Stavolta Maigret rimase di stucco. Capiva che Pyke aveva avuto il suo stesso pensiero. Quando de Greef aveva ammesso di essere salito più volte a bordo del North Star, gli si era subito affacciata l'idea che non fosse solo per bere qualcosa, ma che tra le due coppie ci fossero rapporti più intimi e meno confessabili.

«Sono ragazzi molto pericolosi» concluse Pyke.

 

E aggiunse:

«Forse anche molto infelici».

Poi, come se trovasse il silenzio troppo solenne, prese un tono più leggero:

«Parla inglese perfettamente, sa? Senza accento. Non mi stupirebbe che avesse frequentato uno dei nostri migliori college».

Bisognava andare a cena. La mezz'ora era ampiamente passata, il buio ormai fondo, e nel porto le imbarcazioni dondolavano al ritmo del respiro del mare. Maigret vuotò la pipa battendola sul tacco ed esitò a riempirla di nuovo. Passando, guardò con insistenza la piccola barca dell'olandese.

Pyke aveva parlato tanto per parlare? O aveva voluto, a modo suo, trasmettergli un messaggio?

Difficile dirlo, se non impossibile. Il suo francese era perfetto, fin troppo, e tuttavia i due uomini non parlavano la stessa lingua, i loro pensieri percorrevano meandri diversi del cervello.

«Sono ragazzi molto pericolosi» aveva sottolineato l'ispettore di Scotland Yard.

Per nulla al mondo, si poteva star certi, avrebbe voluto dare l'impressione di intromettersi nell'inchiesta di Maigret. Non gli aveva fatto domande su com'erano andate le cose nella stanza di Ginette. Pensava forse che il collega gli nascondesse qualcosa, che cercasse di barare? O peggio, dopo quello che aveva detto sui costumi dei francesi, s'immaginava che Maigret e Ginette...?

Il commissario borbottò:

«Ginette mi ha annunciato il suo fidanzamento con Émile. Deve rimanere un segreto per via della vecchia Justine, che cercherebbe di impedire il matrimonio anche dopo la sua morte».

Si rese conto che a paragone delle frasi incisive di Pyke il suo discorso era vago e le sue idee più vaghe ancora.

In quattro parole l'inglese aveva detto quel che aveva da dire. Da una mezz'ora passata con de Greef aveva ricavato idee molto nette non solo sul giovane olandese, ma sul mondo in generale.

Lui, Maigret, non sarebbe riuscito a esprimerne una sola. Era completamente diverso. Sentiva qualcosa. Sentiva un mucchio di cose, come sempre all'inizio di un'inchiesta, ma non avrebbe saputo dire in che modo, prima o poi, nella nebbia delle sue idee si sarebbe fatta chiarezza.

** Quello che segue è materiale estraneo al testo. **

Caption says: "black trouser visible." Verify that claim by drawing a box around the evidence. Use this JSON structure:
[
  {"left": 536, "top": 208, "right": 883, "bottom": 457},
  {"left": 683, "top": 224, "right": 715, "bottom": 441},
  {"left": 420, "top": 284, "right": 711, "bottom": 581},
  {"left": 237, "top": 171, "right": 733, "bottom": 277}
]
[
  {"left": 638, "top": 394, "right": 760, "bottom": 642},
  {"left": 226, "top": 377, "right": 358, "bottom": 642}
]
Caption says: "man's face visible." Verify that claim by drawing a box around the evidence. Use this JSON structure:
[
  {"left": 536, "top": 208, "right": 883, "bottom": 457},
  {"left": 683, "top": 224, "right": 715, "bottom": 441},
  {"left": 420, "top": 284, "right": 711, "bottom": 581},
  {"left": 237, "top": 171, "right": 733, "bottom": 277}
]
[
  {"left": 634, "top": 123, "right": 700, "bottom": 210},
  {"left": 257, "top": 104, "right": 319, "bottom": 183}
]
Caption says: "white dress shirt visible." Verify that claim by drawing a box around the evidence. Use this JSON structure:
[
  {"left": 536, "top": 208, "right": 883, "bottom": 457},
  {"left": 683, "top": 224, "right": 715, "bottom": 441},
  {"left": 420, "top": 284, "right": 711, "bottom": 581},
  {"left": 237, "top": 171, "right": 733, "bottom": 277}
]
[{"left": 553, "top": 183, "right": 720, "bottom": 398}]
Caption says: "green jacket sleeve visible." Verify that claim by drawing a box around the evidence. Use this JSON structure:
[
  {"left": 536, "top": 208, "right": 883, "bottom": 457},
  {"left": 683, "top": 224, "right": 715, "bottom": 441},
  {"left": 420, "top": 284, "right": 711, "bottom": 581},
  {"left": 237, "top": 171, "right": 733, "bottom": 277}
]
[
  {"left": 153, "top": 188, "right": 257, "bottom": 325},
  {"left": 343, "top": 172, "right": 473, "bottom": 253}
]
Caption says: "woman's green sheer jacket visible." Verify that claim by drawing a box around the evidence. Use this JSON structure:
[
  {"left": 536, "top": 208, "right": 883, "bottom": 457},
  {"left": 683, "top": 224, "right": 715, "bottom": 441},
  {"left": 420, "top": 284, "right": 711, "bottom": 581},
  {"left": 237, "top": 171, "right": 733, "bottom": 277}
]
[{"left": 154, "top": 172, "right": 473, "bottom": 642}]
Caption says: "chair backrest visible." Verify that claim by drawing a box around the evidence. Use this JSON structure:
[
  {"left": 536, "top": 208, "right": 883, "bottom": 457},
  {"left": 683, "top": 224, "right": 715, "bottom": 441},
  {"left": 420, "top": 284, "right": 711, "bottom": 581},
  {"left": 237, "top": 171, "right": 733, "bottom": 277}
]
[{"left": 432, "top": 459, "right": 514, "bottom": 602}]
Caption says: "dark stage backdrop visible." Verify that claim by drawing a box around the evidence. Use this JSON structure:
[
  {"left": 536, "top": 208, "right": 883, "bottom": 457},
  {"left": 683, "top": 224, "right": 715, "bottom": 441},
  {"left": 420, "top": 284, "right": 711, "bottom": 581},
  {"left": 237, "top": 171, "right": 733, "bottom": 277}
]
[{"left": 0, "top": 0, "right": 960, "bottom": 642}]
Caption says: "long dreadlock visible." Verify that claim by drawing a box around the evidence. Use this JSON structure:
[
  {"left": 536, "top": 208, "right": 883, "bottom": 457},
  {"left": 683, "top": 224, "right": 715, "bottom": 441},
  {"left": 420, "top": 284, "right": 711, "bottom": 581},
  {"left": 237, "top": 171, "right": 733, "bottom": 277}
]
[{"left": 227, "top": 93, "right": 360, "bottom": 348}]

Era un po' umiliante. Il suo prestigio ne risentiva. Si vedeva fiacco e pesante accanto alla figura svelta del collega.

«È una strana donna» mormorò tuttavia.

E più di tanto non trovò da dire su una persona che fra l'altro aveva incontrato in passato, di cui conosceva quasi tutta la vita e che gli aveva parlato a cuore aperto.

Una strana donna! Per certi versi lo attirava, per altri lo deludeva, come lei aveva intuito assai bene.

Forse se ne sarebbe fatta un'opinione più precisa in seguito.

Precisissima, invece, era stata l'analisi che Pyke aveva tracciato del suo avversario dopo una sola partita a scacchi e poche frasi scambiate con lui tra una mossa e l'altra.

Era come se l'inglese avesse vinto la prima manche.